Alison completed her Masters at The Royal College of Art in Design Interactions (June 2010), where she designed an alternative health care experience for people with Multiple Sclerosis based on the principles of holistic care. Other work includes designing methods of public engagement into scientific research through participation workshops, traditional craft and speculative film.
Alison has collaborated with the Neuroimmunology Group at Barts and The London NHS Trust for over 2 years, currently working with neuroscientists to improve the dissemination of their research.
Alison has received funding from the MS Society, the Millennium Trust, The British Society for Immunology and Queen Mary, University of London. Her work has gained interest from both medical science and design press, recently exhibiting at Cheltenham Science Festival (June 2011) and Dublins Science Gallery (Feb 2012) and presented methods to the world congress for Multiple Sclerosis research in Amsterdam (October 2011).
The Chronic Facility
The Chronic Facility
The Chronic Facility (July 2010) is an alternative system for treating people with chronic disease, taking the service rituals and system of a restaurant and redesigning it to cater for this need. The project suggests a future outpatient department of the NHS, with a holistic approach to health care. It provides a language to discuss issues of living with disease, treatments and diagnosis.

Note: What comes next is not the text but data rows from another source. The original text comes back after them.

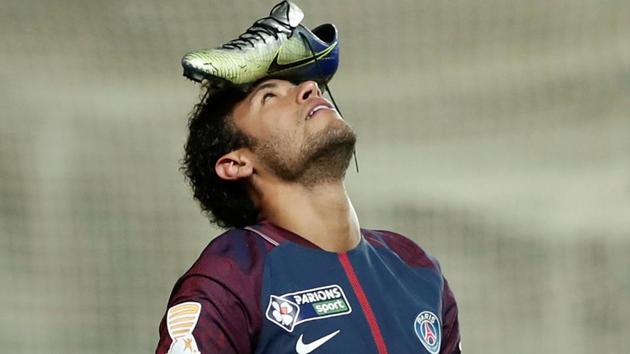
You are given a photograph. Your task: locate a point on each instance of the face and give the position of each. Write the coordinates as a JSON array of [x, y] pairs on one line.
[[297, 135]]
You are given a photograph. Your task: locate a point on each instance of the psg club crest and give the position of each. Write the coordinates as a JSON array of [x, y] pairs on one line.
[[429, 331]]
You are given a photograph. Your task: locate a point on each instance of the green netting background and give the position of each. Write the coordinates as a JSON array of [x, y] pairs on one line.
[[496, 133]]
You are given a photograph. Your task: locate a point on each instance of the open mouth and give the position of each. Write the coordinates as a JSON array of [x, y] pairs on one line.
[[317, 106]]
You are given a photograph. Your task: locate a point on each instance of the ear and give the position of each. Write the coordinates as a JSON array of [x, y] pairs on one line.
[[234, 165]]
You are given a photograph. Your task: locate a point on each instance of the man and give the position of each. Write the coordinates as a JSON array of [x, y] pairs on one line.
[[295, 273]]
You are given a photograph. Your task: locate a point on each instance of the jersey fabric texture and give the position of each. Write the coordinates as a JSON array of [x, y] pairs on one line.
[[263, 289]]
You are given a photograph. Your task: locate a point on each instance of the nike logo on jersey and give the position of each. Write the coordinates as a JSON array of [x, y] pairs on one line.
[[302, 348], [275, 66]]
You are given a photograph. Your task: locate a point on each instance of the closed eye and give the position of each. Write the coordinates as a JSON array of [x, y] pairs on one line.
[[267, 96]]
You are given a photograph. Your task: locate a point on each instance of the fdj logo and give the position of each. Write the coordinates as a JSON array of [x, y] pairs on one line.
[[291, 309], [429, 331]]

This speculative service was designed from a series of creative modeling workshops where scientists were asked to imagine themselves as chefs then build their research using food as the communication medium. This project facilitates a way for the public (more specifically people with multiple sclerosis) to engage in and understand science. It also gives people tools i.e. metaphors, physical materials imagery and the confidence to have conversations about what happens inside their bodies.
This speculative service comes to life as a workshop where the public can get interact with the experts researching multiple sclerosis, a chronic disease.
The designer facilitates the workshop, along with scientists of The Neuroimmunology Group at Queen Mary University of London, and teach the public, through modeling the inside of our bodies in food, about what happens in multiple sclerosis.
“5 minute meal” film series, are where the scientist’s explain to us how to make these models at home. The scientists all model different parts of the disease from the central nervous system, the effect of cannabis on our nerve signals to an eye ball.